Кэррик с тревогой косился на меня.
Как бы я ни злилась, я не могла в одночасье возненавидеть того, кого прежде так сильно любила. Я не умею вот так запросто переключаться. Я не робот, мне всегда нужно разобраться и понять. О чем думал Арт? Почему он так поступал?
– Может быть, он притворяется, – сказала я вдруг. – Может быть, он стал стражем, чтобы помогать мне.
– Каким образом? – очень ровным голосом спросил Кэррик.
– Не знаю. – Я напрягла воображение. – Может быть, таким способом он надеется меня отыскать. Может быть, он, как Маркус и Кейт, играет на нашей стороне.
Стоило мне все это проговорить, и я сама в это поверила. Сидела рядом с Кэрриком на пассажирском месте и чувствовала, как возвращается надежда. А потом глянула на Кэррика и вновь увидела того Солдата – гневного, закрывшегося от всего мира.
Однажды родители подарили Джунипер и мне кольца, показывающие настроение. Они измеряют температуру тела: когда тебе жарко, они становятся красными, а если кожа холодная, кольца становятся лиловыми, потом синими. Ночью, снятые с руки, на тумбочке у кровати, они чернели. Глаза Кэррика – в точности как эти кольца, теперь я это поняла. Их цвет отражал его настроение, вот почему в замке, в камере, они казались черными, они стали карими с зелеными искрами, когда мы спали вместе, а сейчас … сейчас он вовсе не смотрел в мою сторону.
Он затормозил, остановил автомобиль на крутом повороте, как будто не замечая опасности или его это не волновало: если бы кто-то ехал нам навстречу, он не успел бы ничего сделать, врезался бы в нашу машину. В этот момент Кэррик меня напугал: смотрел на меня злобно, глаза потемнели, зеленые блики исчезли, свет померк.

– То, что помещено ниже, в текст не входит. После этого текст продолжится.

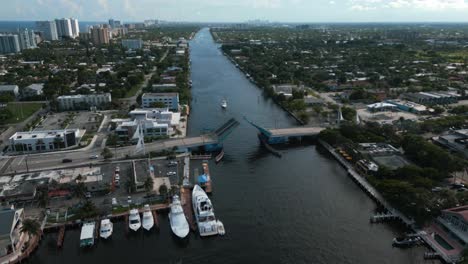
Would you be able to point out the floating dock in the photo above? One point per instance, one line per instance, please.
(186, 195)
(60, 237)
(206, 171)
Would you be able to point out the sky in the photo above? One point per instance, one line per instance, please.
(240, 10)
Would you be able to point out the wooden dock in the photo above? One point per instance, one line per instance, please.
(60, 237)
(155, 217)
(186, 200)
(378, 198)
(206, 171)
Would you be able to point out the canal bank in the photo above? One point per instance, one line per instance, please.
(299, 209)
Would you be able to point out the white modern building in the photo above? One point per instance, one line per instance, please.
(83, 101)
(9, 43)
(127, 129)
(10, 230)
(9, 89)
(64, 28)
(47, 140)
(132, 43)
(159, 115)
(75, 27)
(34, 89)
(47, 29)
(170, 100)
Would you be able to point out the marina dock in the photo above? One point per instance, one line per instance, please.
(60, 236)
(377, 197)
(186, 200)
(206, 171)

– Ты обманываешь себя, если думаешь, что он притворяется. Сегодня мы видели, как он отрывал Ивлин от матери. Твой дед все еще в замке – Арт вроде мог бы подергать за ниточки, а? Он был в той команде, которая обыскивала завод – завод, получающий государственное финансирование, – чтобы схватить тебя. Ждешь, что прекрасный принц спасет тебя, Селестина? Этого ты ждешь?
– Нет! – рявкнула я.
– Потому что, заметь, вот он я, и я взаправду рискую жизнью, чтобы тебе помочь.
– И я тоже! – яростно крикнула я.
Он глянул на меня в упор, полыхая гневом, но я выдержала его взгляд, я тоже была зла. Что-то еще Кэррик собирался сказать, но вовремя передумал, аккуратно вписался в поворот, и мы поехали дальше в гору. Оставшиеся сорок пять минут мы глухо молчали. У меня шея затекла, так я старалась смотреть прямо перед собой, только бы не на него.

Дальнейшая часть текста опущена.